どう頑張ってもDキッズに勝てないウサラパたちは,ついにアクト団内で犬扱いされることになってしまった.人間並みの仕事をするまでは「わん」しか喋らせてもらえない.食事も犬並みのものに変更されて,屋外の犬小屋暮らしまで強制された上,アクトホルダーだけ与えられロケットで適当に打ち上げられる.カードを見つけるまでは帰れないウサラパたちだが,オーストラリア・エアーズロックに落下した衝撃でアクトホルダーまで故障した.

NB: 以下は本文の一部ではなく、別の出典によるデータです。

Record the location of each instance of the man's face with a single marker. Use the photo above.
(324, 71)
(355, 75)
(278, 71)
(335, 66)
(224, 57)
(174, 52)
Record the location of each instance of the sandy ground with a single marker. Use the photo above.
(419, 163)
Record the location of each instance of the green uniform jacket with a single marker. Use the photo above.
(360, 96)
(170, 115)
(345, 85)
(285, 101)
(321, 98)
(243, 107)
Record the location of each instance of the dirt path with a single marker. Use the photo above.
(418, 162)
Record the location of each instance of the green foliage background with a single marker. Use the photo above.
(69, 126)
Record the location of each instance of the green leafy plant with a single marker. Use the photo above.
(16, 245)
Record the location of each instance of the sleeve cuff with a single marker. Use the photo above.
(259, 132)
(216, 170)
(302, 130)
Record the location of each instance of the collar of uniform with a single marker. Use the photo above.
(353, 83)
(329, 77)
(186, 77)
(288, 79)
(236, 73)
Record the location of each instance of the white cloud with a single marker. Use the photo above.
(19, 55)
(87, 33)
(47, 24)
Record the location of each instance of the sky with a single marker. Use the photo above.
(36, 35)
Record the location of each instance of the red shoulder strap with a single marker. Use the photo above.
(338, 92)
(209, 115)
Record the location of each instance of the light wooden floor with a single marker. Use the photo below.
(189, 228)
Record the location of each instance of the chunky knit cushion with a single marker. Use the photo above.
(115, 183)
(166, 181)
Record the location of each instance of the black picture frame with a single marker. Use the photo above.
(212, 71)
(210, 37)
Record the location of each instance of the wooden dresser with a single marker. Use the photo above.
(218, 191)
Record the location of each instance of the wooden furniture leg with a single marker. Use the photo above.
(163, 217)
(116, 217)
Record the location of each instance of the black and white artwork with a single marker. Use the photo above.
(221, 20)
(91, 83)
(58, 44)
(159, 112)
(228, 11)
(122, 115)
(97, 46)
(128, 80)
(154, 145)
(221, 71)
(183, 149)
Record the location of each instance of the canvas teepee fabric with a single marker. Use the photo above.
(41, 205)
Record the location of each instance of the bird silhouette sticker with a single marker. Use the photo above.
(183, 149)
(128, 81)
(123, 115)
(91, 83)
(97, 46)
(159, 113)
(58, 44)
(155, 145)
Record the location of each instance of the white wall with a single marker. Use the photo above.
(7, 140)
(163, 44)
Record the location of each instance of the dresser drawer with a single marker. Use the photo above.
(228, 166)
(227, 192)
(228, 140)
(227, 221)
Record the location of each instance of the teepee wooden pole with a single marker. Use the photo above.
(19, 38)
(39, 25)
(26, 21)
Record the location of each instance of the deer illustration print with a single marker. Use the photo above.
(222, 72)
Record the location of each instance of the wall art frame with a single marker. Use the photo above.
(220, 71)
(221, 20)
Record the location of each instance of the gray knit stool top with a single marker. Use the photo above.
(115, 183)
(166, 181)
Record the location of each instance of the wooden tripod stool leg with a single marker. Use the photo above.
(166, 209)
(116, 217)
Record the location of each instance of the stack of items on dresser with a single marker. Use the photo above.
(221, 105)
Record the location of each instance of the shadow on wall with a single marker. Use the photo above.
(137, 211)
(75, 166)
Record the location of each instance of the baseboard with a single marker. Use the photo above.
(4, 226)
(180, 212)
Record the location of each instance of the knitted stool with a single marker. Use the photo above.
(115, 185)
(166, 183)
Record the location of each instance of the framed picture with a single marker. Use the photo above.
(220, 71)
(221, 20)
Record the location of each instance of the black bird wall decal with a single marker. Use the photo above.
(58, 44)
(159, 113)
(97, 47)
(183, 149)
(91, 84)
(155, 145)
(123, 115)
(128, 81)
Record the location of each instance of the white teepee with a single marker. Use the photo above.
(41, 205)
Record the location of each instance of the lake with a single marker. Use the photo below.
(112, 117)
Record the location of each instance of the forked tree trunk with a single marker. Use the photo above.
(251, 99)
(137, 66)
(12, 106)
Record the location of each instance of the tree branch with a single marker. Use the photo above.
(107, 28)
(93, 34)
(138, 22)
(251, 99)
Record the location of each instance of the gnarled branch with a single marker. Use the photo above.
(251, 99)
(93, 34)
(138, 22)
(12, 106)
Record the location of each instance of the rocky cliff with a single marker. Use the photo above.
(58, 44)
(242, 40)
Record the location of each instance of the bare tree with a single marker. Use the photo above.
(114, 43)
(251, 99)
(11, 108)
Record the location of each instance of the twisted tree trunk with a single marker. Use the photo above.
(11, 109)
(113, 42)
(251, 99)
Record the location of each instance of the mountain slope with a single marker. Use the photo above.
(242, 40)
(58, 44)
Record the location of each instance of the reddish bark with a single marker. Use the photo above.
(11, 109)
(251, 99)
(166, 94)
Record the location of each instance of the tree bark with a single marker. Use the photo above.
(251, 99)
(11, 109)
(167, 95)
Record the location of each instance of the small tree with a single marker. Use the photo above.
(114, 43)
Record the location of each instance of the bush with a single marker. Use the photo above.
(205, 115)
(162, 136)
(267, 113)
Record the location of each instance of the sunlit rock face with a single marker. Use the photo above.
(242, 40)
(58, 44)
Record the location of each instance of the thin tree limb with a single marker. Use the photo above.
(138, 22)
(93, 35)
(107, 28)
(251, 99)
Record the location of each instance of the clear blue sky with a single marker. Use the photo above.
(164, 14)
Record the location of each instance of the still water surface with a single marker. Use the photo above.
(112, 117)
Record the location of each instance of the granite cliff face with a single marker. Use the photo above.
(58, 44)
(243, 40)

カードを見つけないと帰れない哀れなウサラパたちの前に現れたのはイグアノドン.困っていたウサラパたちをオアシスへと案内するイグアノドンは,ロケット落下の衝撃でカードから実体化し,実体化直後に見たウサラパによくなついていた.アクトホルダーのコントロールなしでも背中に乗せてくれるこのカード恐竜のことが,ウサラパは段々好きになっていく.

サンライズのキッズ向けなんだから絶対に侮れない「恐竜キング」.シリーズも中盤,最近はやや作画の乱れも目立ってましたが今回は凄い! 作画美麗,アクションはシャープで派手で,物語やキャラの掘り下げはダイナミックかつ繊細…まるでお手本,あるいは全編バンクのようなこの回のスタッフは脚本丸尾みほ,作画監督平岡正幸,絵コンテ演出菱田正和…そりゃ当然この出来になるはずという,まさに眼福の傑作回です!
テーマは母と子っぽい愛.いろいろ抱えてるレックスへのフォローはもちろん忘れず,しかしメインを張るのはなぜかウサラパ様! おばさん扱いが大嫌いで本当に懲りない小悪党の女ボスそのもので…けれどなんでこんなに可愛いんだろう今回は(笑).自分たちが犬のようにこき使い取り合っていたカード恐竜の温かさをはじめて知ったウサラパ様はとても魅力的で…彼女の今後の動向がとても気になります.

前半.吊橋でいきなりガブにやられてるアクト団から今回はスタート! 既に確立した黄金パターン破りだって,今回のスタッフの実力ならば楽勝です.ガブに吹っ飛ばされたスピノの下敷きになりひらひらとなったウサラパたちのダメっぷりにドクターは激怒! ウサラパたちはひらひらしたまま叱られます…ウサラパたちを外せばカード回収率は完璧に好転するはずなのに,なんでドクターは彼らを外さないで罰を与えるばかりなんだろう? ドSだから(笑)?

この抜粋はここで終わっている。